Search code examples
combinationsabapfactorialopensql

Compare duplicates for 4 fields in open SQL


I want to compare if there are duplicates across 4 fields in open SQL.

Scenario: User has 4 fields to input. First name (N1), last name (N2), additional first name (N3) and additional last name (N4).

Right now the algorithm works this way: It concatenates N1 + N2 + % and then also N2+ N1 + %. So if the user inputs in any of the fields, the query looks for N1N2% or N2N1%. This mean for 2 fields, there are 2! combinations possible. Now with 2 additional fields, this algorithm explodes as there will be 4! combinations to check. Any ideas how to tackle this?

Note: We do this kind of combination check because the user could input data in any of those given input field. So we check for all combination of fields. Unfortunately, this cannot be changed.

EDIT: I cannot assume the order as it was previously designed in such a way. Hence, the complications with combinations.

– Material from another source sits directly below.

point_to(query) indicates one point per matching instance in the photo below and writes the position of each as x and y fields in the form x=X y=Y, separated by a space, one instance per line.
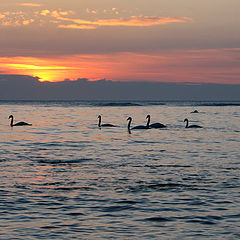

Edit2: I like the idea of checking individual parts. But what we want to do is ideally concatenate all strings together and check for a substring in DB. In open-sql its done using the like statement. Our DB table has such concatenated string already stored for N1+N2 combination. This needs to be extended for 4 fields now.


Solution

  • The key to your problem is checking all name parts individually with leading and trailing '%' and check the total size of the db entry against the sum of the name parts:

    field = ('%' + N1 + '%') AND field = ('%' + N2 + '%') AND field = ('%' + N3 + '%') AND field = ('%' + N4 + '%') AND LENGTH(field) = LENGTH(N1+N2+N3+N4)

    This will find a match. You could use it to SELECT a normalized concatenation of the names and use GROUP BY and HAVING count(*)>1 to search for duplicates.